Софи не осталась в Доме Туманова. Об этом и речи не шло. И совместных квартир больше не снимали. Оба работали. Софи знала, что у Туманова какие-то неприятности с подрядами, с фабриками и еще где-то. Удивляться тому не приходилось, слишком многим его неожиданное возвышение стояло поперек горла. При встречах он не рассказывал о своих неприятностях ничего конкретного, но Софи на всякий случай каждый раз утешала его, уверяя, что он непременно справится и раздавит всех недругов в лепешку. Михаил каждый раз отвечал одно и тоже: «Раздавить нехитро. Понять бы, кого давить…»
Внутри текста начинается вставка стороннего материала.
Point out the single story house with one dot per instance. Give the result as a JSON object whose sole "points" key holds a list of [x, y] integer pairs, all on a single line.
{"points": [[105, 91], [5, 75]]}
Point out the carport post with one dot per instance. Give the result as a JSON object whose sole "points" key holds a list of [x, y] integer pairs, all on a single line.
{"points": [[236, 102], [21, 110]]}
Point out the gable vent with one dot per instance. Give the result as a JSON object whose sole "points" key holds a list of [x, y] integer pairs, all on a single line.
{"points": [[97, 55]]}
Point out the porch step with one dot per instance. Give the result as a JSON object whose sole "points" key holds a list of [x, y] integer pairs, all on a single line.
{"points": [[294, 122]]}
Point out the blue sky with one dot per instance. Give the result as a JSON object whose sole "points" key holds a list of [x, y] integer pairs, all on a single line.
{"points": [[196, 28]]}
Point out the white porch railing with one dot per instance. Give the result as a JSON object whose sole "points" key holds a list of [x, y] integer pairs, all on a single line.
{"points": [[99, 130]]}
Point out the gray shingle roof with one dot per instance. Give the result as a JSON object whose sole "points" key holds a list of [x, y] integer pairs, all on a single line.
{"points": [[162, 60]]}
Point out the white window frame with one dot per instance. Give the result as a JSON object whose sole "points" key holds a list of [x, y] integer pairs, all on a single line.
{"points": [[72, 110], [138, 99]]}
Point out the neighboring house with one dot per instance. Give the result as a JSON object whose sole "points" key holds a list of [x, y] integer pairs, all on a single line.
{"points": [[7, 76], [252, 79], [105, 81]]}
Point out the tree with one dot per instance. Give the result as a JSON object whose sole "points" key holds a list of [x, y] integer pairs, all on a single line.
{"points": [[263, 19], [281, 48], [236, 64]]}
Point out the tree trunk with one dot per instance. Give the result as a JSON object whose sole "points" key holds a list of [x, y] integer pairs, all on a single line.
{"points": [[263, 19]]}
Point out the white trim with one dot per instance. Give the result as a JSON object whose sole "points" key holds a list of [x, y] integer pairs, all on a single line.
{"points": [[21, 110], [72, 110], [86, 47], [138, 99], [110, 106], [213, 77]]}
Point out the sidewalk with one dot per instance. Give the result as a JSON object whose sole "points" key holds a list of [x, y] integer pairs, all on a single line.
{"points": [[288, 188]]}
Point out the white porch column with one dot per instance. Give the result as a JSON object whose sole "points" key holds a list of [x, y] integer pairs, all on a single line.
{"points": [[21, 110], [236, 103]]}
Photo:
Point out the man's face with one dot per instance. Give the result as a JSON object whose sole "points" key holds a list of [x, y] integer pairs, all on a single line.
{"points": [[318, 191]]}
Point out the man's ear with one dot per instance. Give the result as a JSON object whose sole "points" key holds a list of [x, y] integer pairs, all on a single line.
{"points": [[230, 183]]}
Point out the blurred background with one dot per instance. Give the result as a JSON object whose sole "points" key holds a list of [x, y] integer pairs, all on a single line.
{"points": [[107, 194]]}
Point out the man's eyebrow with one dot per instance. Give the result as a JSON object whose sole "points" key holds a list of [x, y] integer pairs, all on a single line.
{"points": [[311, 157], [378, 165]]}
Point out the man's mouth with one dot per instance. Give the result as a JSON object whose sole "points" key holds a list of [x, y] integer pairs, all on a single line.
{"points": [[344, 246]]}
Они виделись, когда могли. В учительском домике на узкой девичьей кровати Софи любовники решительно не помещались. Поскольку по полу дуло сквозняком, Туманов саморучно сколотил широкий деревянный топчан, и накрыл его привезенной из Гостиного Двора периной гагачьего пуха. Софи тонула в ней и смеялась, что ее комната стала теперь похожа на будуар шляпницы. Туманов горячо возражал.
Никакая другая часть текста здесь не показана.